After college, he had numerous coaching jobs, one of which was West Virginia, where he gave Saban a coaching job.
“I knew his daddy better than I knew him because his daddy coached little league football, and he always had a bunch of kids around him,” Bowden said. “And Nick was one of those kids. His daddy died very young. I hated to see that. We had an opening. I was thinking I offered him an assistant job, but it could’ve been a GA [graduate assistant]. We hired him, and then I left. I came to Florida State. He’s just done tremendous wherever he’s been.”
In 1987, Bowden thought he was going to be asked to come back and coach at Alabama, but he wasn’t. Then, four years later, he was called again – this time he was really offered the job.
“I told him no, I was too old,” Bowden said. “Then I got the feeling that [Alabama] is ‘Bear’ Bryant’s, and that [Florida State] is Bobby Bowden’s. I got no business going up there. Ain’t no way I could ever match that guy.”
As far as how Florida State played yesterday against Oklahoma, the team didn’t live up to its No. 17 ranking. No. 10 Oklahoma beat them in Norman, Okla., 47-17. Bowden said he didn’t get to watch the second half, but he said in the first half he watched, he thought FSU could do a lot better.

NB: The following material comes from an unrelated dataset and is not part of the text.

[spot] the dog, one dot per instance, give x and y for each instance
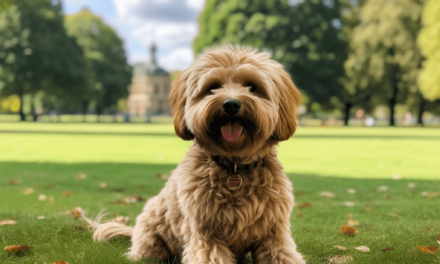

“I’m sure they’ve got a lot to learn,” he said. “The whole key to Florida State this year is defense. Can your defense play good enough?”
Bowden maintains that he didn’t want to retire from coaching, and he said that he doesn’t think Paterno should step away before he’s ready either.
“Joe deserves to step away when Joe decides to step away,” Bowden said. “I think Joe is smart enough that when he can’t get the job done, he’ll leave.”